Zum Schutz windenergiesensibler Vogel- und Fledermausarten fordern die Verbände sogenannte Artenhilfsprogramme. Diese müssten rechtlich verbindlich verankert sowie mit konkreten Maßnahmen und ausreichend Finanz- und Personalmitteln hinterlegt werden. „Wir schätzen, dass die Landesregierung hierfür jährlich etwa 15 bis 20 Millionen Euro investieren muss“, sagt NABU-Landeschef Enssle.

In den Artenhilfsprogrammen müssen zum Beispiel zum besseren Schutz von Fledermäusen geeignete Waldbereiche aus der Nutzung genommen werden, damit sich dort urwaldähnliche Strukturen entwickeln können.

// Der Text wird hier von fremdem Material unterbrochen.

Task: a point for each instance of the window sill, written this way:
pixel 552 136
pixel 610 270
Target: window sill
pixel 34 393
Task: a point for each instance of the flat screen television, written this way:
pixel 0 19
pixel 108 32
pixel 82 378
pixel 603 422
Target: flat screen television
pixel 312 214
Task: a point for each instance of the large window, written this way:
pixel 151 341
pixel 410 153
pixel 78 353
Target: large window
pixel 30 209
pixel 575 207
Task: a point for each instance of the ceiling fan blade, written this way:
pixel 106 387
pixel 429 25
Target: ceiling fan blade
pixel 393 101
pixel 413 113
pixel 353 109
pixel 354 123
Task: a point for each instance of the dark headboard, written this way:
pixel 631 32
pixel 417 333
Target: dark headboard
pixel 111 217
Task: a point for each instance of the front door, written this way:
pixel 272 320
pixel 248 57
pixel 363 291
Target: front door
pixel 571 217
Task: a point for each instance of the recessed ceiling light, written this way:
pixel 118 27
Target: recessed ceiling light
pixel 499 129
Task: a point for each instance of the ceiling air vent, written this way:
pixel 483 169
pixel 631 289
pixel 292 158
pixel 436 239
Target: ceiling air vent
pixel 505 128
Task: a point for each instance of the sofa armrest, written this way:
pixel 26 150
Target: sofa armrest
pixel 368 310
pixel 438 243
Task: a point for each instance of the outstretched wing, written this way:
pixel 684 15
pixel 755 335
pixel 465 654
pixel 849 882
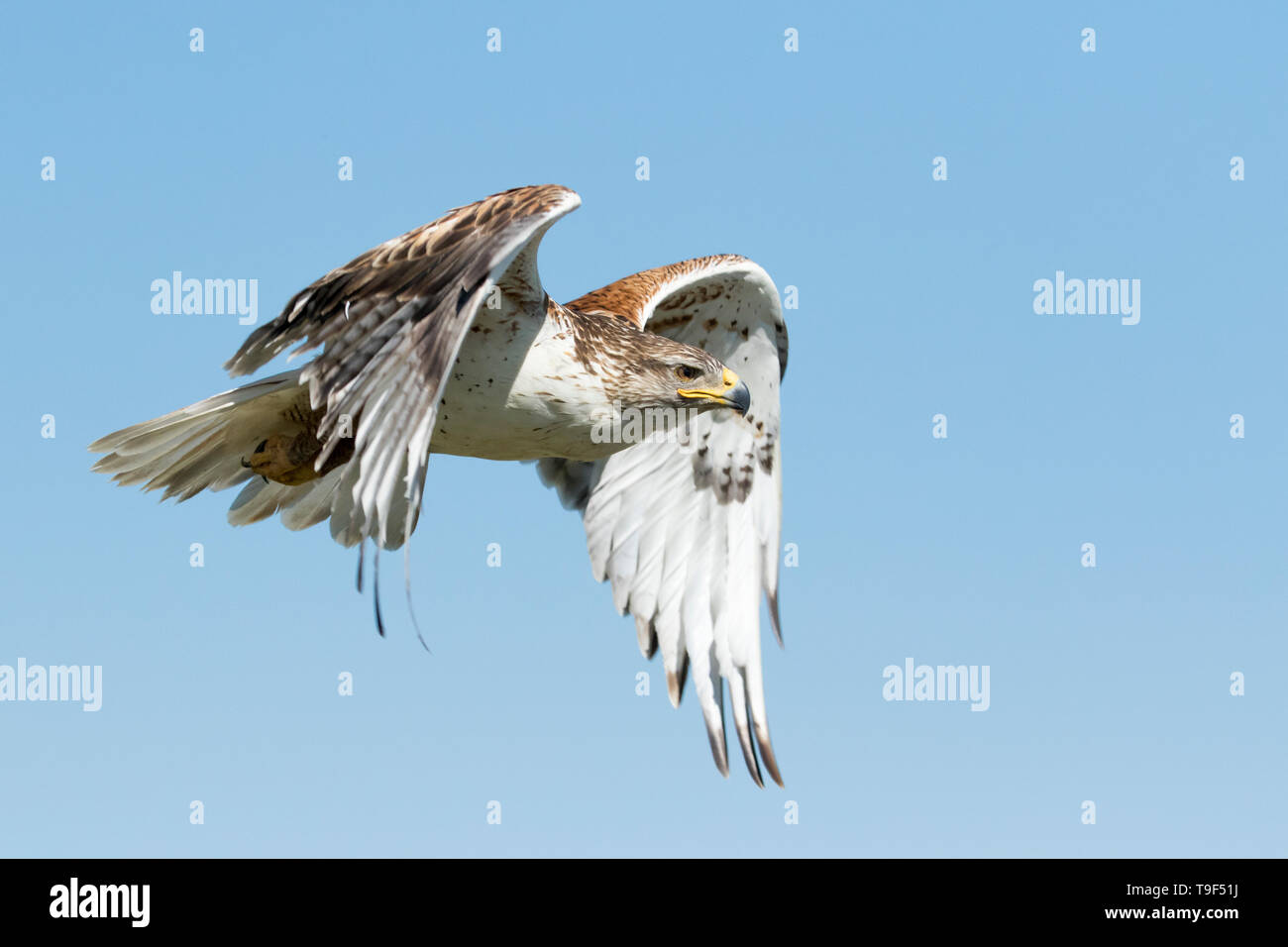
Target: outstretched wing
pixel 390 324
pixel 688 534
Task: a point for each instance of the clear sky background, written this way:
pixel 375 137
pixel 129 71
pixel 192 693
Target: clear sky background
pixel 915 298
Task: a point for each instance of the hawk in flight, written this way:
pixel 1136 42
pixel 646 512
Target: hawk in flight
pixel 443 342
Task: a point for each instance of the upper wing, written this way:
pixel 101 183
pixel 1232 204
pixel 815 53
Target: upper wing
pixel 391 324
pixel 688 534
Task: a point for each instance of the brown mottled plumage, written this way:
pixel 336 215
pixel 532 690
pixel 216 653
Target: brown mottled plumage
pixel 443 341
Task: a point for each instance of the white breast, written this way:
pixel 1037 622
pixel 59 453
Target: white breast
pixel 518 392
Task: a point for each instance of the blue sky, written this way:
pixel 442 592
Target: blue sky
pixel 1109 684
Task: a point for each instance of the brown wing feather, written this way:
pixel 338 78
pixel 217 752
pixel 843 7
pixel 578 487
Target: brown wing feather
pixel 390 324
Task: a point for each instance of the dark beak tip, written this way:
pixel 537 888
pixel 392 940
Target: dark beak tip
pixel 741 398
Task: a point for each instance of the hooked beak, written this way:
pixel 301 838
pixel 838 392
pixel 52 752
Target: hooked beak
pixel 732 393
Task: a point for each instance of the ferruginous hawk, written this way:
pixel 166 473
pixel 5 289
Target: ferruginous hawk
pixel 443 342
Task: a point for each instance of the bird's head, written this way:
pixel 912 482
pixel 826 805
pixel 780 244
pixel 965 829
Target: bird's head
pixel 669 373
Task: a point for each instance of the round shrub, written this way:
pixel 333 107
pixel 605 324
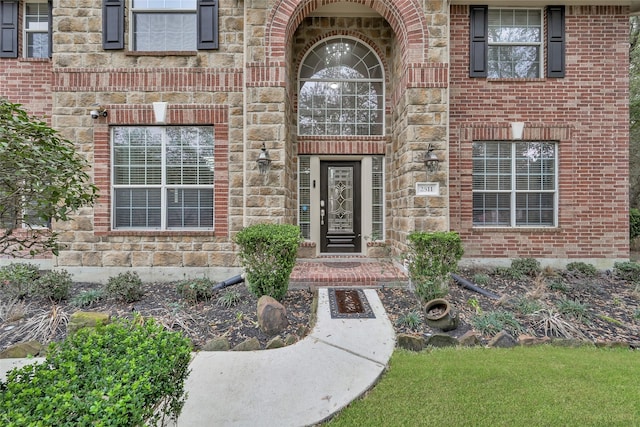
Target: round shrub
pixel 268 254
pixel 54 285
pixel 125 287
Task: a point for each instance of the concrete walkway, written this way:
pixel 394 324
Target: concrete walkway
pixel 299 385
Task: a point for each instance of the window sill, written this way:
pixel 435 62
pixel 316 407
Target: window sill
pixel 162 53
pixel 170 233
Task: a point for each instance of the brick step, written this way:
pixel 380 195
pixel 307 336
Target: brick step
pixel 351 271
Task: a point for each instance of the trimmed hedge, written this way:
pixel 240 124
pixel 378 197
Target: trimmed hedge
pixel 268 254
pixel 128 373
pixel 432 256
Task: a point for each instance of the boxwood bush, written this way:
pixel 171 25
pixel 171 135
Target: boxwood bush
pixel 268 254
pixel 432 256
pixel 128 373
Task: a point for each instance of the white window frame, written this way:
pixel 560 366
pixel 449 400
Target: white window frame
pixel 540 44
pixel 514 192
pixel 381 81
pixel 41 27
pixel 161 11
pixel 164 186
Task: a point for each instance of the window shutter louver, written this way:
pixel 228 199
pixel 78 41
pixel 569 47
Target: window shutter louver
pixel 113 24
pixel 478 35
pixel 8 29
pixel 50 30
pixel 207 24
pixel 555 41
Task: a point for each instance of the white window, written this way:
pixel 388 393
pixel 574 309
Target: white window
pixel 164 25
pixel 36 30
pixel 515 184
pixel 341 90
pixel 515 43
pixel 163 177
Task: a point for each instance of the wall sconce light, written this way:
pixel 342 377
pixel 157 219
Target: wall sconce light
pixel 517 129
pixel 99 111
pixel 431 161
pixel 264 161
pixel 160 111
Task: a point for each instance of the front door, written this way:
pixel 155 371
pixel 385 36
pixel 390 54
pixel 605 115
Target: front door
pixel 340 207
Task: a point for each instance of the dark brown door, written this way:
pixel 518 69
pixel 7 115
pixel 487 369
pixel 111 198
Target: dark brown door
pixel 340 207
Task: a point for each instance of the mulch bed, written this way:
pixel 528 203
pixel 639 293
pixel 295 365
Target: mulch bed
pixel 612 310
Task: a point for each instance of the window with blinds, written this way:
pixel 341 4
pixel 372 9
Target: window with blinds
pixel 515 184
pixel 163 177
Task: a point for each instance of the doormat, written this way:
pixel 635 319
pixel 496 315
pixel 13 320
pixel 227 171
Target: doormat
pixel 349 304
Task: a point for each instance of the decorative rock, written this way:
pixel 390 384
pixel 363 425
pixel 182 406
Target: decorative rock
pixel 469 339
pixel 217 344
pixel 442 340
pixel 272 316
pixel 275 342
pixel 503 340
pixel 411 342
pixel 249 345
pixel 87 319
pixel 290 339
pixel 23 349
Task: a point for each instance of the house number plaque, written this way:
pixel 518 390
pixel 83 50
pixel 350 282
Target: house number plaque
pixel 427 189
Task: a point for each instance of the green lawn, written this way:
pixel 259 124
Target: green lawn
pixel 523 386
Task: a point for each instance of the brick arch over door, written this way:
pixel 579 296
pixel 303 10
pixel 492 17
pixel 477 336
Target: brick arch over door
pixel 406 20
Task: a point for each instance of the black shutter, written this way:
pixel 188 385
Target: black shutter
pixel 50 28
pixel 478 36
pixel 8 29
pixel 113 24
pixel 555 41
pixel 207 24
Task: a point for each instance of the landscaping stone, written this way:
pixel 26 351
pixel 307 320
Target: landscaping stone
pixel 272 316
pixel 290 339
pixel 249 345
pixel 411 342
pixel 503 340
pixel 469 339
pixel 275 342
pixel 87 319
pixel 442 340
pixel 217 344
pixel 24 349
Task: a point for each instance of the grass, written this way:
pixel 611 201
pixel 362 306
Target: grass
pixel 523 386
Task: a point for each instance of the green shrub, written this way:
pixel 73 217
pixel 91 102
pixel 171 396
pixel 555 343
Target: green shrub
pixel 492 322
pixel 54 285
pixel 634 223
pixel 230 298
pixel 526 266
pixel 128 373
pixel 17 279
pixel 268 254
pixel 87 298
pixel 583 269
pixel 125 287
pixel 628 270
pixel 195 290
pixel 432 257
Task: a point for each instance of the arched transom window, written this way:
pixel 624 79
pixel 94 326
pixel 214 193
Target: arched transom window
pixel 341 90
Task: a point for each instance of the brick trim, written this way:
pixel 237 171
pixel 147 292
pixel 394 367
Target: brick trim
pixel 122 115
pixel 346 145
pixel 148 79
pixel 405 17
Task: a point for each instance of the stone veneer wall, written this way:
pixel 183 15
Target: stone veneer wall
pixel 204 87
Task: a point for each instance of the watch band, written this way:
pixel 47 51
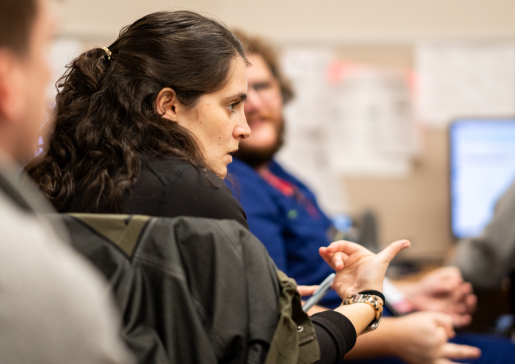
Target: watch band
pixel 374 300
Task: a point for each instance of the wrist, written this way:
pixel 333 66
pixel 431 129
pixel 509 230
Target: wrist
pixel 374 299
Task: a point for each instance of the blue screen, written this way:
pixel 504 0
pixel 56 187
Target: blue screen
pixel 482 157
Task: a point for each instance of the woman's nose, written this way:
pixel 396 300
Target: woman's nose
pixel 242 130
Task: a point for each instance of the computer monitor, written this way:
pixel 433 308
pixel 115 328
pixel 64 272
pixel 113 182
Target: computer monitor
pixel 482 168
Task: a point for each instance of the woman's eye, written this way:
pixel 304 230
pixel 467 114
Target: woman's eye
pixel 232 106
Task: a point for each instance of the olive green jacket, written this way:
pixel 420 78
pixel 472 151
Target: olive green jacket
pixel 195 290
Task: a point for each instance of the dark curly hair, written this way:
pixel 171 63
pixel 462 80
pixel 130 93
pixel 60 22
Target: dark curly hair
pixel 106 118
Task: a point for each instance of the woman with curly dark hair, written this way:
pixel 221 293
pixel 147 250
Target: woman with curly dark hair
pixel 147 126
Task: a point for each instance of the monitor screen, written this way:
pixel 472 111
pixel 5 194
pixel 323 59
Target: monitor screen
pixel 482 161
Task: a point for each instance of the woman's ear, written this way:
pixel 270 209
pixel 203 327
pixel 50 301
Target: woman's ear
pixel 167 104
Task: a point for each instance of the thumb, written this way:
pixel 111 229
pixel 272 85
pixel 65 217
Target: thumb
pixel 391 250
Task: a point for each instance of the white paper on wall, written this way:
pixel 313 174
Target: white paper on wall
pixel 345 120
pixel 373 130
pixel 306 117
pixel 465 79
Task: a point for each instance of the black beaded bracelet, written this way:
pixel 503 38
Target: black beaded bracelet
pixel 375 293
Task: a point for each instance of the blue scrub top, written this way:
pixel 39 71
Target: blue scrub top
pixel 291 228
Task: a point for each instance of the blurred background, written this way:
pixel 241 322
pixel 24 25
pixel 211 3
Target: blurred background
pixel 378 84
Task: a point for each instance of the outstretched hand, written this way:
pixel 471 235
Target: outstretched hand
pixel 357 268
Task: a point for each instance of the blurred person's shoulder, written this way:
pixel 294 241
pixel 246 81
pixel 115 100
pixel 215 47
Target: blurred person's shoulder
pixel 55 307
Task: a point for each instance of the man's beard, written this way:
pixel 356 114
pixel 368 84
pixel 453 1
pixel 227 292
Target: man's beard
pixel 258 156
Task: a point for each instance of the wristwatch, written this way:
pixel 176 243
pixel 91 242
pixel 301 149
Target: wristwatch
pixel 373 300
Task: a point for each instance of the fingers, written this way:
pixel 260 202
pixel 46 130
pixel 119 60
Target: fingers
pixel 337 253
pixel 306 290
pixel 391 250
pixel 459 320
pixel 455 351
pixel 444 321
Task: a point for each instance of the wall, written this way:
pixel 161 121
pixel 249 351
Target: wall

Sommer- und Winterquartiere müssen besser gesichert und in der Landwirtschaft müssen mehr insektenfreundliche Blühflächen angelegt werden. Für windenergiesensible Vogelarten wie Rotmilan, Wespenbussard oder Schwarzstorch können im Wald Schutzzonen rund um den Horst errichtet, Nahrungshabitate passend gestaltet und Acker- und Grünland vogelfreundlich bewirtschaftet werden.

Weil der Ausbau der Windenergie im Land stockt, haben die Verbände einen Katalog mit Vorschlägen erarbeitet. Diese sollen dabei helfen, Planungsverfahren zu beschleunigen und zugleich die notwendigen Artenhilfsprogramme umzusetzen:

  1. Systemwechsel bei der Windenergieplanung: Planung durch Gebiete mit Vorrang für Windenergie und Artenschutz beschleunigen. Bauen, wo der meiste Wind weht und Gebiete schützen, in denen Vögel und Fledermäuse ihren Schwerpunkt haben.

  2. Booster für die Artenvielfalt: Schutzräume einrichten, wirksame Artenhilfsprogramme zum Schutz windenergiesensibler Vogel- und Fledermausarten umsetzen.

  3. Systematisches Monitoring: Arten systematisch überwachen und bei Verschlechterung gegensteuern.

  4. Schnellere Verfahren: Mehr qualifiziertes Personal in den Genehmigungsbehörden und die Einhaltung von Bearbeitungsfristen sind dafür notwendig.